The theory of proportions was not very efficient at a linguistic level. A language that proved more manageable grew out of the development of an efficient algebraic formalism, which ultimately made possible the arithmetization of analysis.

The proposed classification appears to reflect the opposition discrete/continuous, where in the first pole are located logic and language (logos), and in the second one our faculty for geometric, spatial representation (epos). The following excerpt shows that this opposition (together with various attempts to strike a balance, reach a synthesis, or formulate a unification) can be felt in the realm of literary creation as well.⁵⁴

Mi suerte es lo que suele denominarse poesía intelectual. La palabra es casi un oximoron; el intelecto (la vigilia) piensa por medio de abstracciones, la poesía (el sueño), por medio de imágenes, de mitos o de fábulas. La poesía intelectual debe entretejer gratamente esos dos procesos. Así lo hace Platón en sus diálogos; así lo hace también Francis Bacon, en su enumeración de los ídolos de la tribu, del mercado, de la caverna y del teatro. […] Admirable ejemplo de una poesía puramente verbal es la siguiente strofa de Jaime Freyre:

• Peregrina paloma imaginaria

• Que enardeces los últimos amores;

• alma de luz, de música y de flores,

• peregrina paloma imaginaria.

No quiere decir nada y a la manera de la música dice todo.
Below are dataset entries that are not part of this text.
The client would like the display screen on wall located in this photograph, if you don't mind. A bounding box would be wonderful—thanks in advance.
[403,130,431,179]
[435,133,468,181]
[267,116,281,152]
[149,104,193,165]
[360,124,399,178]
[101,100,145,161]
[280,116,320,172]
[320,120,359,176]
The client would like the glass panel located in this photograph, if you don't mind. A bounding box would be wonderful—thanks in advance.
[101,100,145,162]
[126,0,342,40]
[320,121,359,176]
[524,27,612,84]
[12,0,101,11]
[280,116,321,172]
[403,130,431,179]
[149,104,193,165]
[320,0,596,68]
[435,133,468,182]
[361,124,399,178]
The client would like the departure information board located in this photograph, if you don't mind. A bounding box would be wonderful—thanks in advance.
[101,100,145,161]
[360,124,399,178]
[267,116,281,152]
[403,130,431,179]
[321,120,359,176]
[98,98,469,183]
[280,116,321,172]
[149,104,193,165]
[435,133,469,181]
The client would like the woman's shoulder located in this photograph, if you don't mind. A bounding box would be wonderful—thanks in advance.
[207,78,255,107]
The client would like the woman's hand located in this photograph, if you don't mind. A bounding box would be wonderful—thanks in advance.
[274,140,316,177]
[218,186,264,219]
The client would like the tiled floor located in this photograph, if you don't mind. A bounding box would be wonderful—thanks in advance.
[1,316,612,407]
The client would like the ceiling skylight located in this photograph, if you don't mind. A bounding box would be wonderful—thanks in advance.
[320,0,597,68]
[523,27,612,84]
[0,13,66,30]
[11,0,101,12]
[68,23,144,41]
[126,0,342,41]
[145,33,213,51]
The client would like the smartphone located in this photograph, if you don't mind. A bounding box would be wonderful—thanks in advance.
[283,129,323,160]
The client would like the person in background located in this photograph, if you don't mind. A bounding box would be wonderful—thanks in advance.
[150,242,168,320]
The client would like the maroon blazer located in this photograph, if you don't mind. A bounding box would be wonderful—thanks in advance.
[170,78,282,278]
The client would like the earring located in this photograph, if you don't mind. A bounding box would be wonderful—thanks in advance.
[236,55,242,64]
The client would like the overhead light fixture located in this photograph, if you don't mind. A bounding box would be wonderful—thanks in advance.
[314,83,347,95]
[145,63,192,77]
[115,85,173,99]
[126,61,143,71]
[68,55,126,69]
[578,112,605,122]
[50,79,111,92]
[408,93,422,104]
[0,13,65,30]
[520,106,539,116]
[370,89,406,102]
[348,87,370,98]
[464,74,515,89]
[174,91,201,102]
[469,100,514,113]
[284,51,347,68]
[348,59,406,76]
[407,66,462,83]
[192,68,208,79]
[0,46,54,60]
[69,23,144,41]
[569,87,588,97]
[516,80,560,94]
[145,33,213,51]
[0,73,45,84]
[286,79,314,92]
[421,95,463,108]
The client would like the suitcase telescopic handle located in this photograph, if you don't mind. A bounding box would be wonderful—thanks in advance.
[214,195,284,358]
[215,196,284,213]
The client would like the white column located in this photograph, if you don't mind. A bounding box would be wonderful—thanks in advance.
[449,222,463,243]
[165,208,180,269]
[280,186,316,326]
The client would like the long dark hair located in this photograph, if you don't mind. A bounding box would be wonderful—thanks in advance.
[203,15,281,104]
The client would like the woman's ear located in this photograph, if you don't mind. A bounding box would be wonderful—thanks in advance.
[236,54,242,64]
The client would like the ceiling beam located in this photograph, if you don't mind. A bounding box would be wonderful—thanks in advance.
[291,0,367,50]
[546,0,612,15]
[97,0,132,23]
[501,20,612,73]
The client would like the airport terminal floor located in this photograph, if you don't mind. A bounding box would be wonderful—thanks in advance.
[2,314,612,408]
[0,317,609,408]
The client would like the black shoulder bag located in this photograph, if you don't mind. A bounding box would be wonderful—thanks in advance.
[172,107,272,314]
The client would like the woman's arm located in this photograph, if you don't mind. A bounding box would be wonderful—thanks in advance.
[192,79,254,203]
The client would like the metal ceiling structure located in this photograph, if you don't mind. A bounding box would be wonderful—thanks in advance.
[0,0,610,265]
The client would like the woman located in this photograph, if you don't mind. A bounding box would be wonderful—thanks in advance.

Ejemplo de poesía intelectual es aquella silva de Luis de León, que Poe sabía de memoria:

• Vivir quiero conmigo,

• gozar quiero del bien que debo al Cielo,

• a solas, sin testigo,

• libre de amor, de celo,

• de odio, de esperanza, de recelo.

No hay una sola imagen. No hay una sola hermosa palabra, con la excepción dudosa de testigo, que no sea una abstracción. Estas páginas buscan, no sin incertidumbre, una vía media.